Post # 1
So, we have an uneven number of bridesmaids and groomsmen. Some of them are bringing their dates, some are not.
No matter how we swing it, there is an extra bridesmaid.
Any suggestions? My mind is getting boggled and I can’t get creative.
Is this dance really worth it? We are doing a "first" dance, father/daughter dance and mother/son dance. No other traditional dances, like the money dance, bunny hop, etc.

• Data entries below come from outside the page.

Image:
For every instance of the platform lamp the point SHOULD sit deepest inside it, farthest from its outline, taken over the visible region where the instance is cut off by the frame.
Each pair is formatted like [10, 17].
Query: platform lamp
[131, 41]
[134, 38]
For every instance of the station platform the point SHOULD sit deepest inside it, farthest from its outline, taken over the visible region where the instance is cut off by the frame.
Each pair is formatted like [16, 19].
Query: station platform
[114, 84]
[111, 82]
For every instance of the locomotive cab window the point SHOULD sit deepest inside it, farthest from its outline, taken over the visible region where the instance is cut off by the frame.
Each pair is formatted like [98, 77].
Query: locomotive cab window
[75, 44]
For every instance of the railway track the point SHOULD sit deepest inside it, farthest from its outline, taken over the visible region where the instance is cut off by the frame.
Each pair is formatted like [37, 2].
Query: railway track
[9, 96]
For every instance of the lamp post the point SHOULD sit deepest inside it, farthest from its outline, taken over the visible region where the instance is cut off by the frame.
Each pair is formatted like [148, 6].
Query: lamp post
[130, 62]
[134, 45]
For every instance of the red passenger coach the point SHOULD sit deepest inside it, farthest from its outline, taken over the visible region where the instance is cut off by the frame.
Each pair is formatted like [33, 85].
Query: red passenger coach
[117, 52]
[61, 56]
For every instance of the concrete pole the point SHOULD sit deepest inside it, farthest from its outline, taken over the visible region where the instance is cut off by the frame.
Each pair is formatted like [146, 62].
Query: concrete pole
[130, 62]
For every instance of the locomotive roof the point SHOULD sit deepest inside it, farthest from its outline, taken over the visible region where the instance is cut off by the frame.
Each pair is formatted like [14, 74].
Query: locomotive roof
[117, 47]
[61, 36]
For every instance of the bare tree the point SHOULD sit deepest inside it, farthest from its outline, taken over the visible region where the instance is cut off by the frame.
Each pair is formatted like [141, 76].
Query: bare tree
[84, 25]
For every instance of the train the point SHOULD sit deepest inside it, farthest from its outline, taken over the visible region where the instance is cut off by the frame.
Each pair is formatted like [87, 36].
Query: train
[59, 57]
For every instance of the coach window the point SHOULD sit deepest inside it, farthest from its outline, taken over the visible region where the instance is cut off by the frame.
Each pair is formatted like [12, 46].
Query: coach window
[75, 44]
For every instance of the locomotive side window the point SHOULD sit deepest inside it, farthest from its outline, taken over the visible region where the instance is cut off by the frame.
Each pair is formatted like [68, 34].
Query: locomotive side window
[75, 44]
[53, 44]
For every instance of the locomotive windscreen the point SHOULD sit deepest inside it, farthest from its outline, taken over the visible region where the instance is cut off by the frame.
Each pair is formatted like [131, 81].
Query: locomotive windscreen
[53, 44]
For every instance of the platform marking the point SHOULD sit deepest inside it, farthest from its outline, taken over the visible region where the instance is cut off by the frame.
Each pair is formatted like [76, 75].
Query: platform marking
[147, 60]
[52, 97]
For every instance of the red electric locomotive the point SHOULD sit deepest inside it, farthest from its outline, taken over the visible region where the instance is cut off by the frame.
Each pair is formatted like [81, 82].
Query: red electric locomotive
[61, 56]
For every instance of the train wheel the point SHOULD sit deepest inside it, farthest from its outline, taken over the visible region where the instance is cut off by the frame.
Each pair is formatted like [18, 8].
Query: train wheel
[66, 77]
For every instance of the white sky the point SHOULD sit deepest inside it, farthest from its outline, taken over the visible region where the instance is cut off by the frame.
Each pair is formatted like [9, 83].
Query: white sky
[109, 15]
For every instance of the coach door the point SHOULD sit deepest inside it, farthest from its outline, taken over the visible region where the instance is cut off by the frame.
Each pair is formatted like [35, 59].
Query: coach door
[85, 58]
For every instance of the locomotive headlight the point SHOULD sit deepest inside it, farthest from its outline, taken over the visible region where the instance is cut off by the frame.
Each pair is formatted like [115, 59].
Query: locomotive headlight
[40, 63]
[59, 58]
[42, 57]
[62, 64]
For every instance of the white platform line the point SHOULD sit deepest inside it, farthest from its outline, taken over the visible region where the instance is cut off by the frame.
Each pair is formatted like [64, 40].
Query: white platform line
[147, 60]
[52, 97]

Should we try to figure something out, or just let it go?
Post # 3
just let it go. i’m sure your bridal party and guests will be fine without it. you are having enough dances as it is. but, it’s your wedding, so if it really means something to you, then by all means, just have someone else fill in for any extras. if you are doing it for tradition, look at it this way
the dance is not meant to inflate or deflate your marriage, so why stress over it? that is how i’m viewing a lot of wedding things now. i am not having a garter or bouquet toss because it has no meaning to me, even though it’s suppose to be traditional. the way i see it, i’ve been to many weddings that have had them and while some couples have remained married, others have divorced, so i don’t view it as anything too important. whatever you decide, let it be about you and Fiance.
Post # 4
Definitely let it go! I was in a wedding with an uneven party and the whole thing was semi-mortifying.
Post # 5
We didn’t do the dance> i always feel like its forced–half of your bm’s or gm’s probably have an SO at a table in the wedding. Shoot, if i was in a wedding, I don’t want to be forced to dance w/ someone who isn’t my husband! In fact, I haven’t seen those in a long long time. Don’t do the Bridal Party dance.
Post # 6
Okay, bridal party dance is officially nixed!!
Thanks! You made it easy!
Post # 7
Great choice!!! I have an even number of bridesmaids and groomsmen and I just think it is a little awkward to have them dance with eachother so we aren’t doing a bridal party dance.
Post # 8
Funny, I’m not sure I’ve ever been to or in a wedding with a bridal party dance. I’d never heard of it until just now. So I definitely don’t think skipping it is a big deal 🙂
By The Way, for my sister’s wedding we were all in red. So the DJ ended up playing "Lady in Red" and dedicating it to the BMs. Dedicating a song to your Bridal Party but letting them pick their own partner is another way to go.
Post # 9
Good decision! I’m skipping the "bridal party" dance too. I just don’t see the point. I want EVERYONE up and dancing!
Post # 10
Agreed, definiteliy awkward when there are SO’s etc. 🙂
Post # 11
I’m with FizicsGirl – I’ve never heard of the bridal party dance either! So we’re definitely not going to do one. I think it’d be kind of odd if we did anyway since we each have 2 on each side half of which are siblings. haha
Post # 12
I think we’re going to skip it too–5 bridesmaids, 4 groomsmen, and only 2 bridesmaids are single. Every other person in the wedding party is married or in a long-term relationship. I think it’ll just be awkward no matter what, so we’re going to just skip the whole issue. I know the bridal party dance is technically supposed to "open up" the dance floor for the night, but I think everyone knows when it’s time to dance. ^_^
Post # 13
i definitely will not be doing one for mine but my friend is and I am in her wedding and not looking forward to doing the dance but didn’t say anything cuz its her wedding
Post # 14
Good choice! We are not going to have a bridal party dance either. As many others said, that would require some people to dance with someone other than their SO. And to top it all off, our two tallest people (every one else is significantly shorter) used to go out and there is a conflict with them being paired up so as it is the recessional is going to look pretty funny with my 5’8″ brother walking my 6′ friend and the 6’5″ groomsmen walking my 5’4″ cousin! Too akward for a dance!
Post # 15
We’re not doing a dance either. I think other than the first dance and the father/daughter dance we might forgo the rest of them. They’re just boring and awkward.
Post # 16
Yeah I hadn’t heard of that one so I’d totally skip it.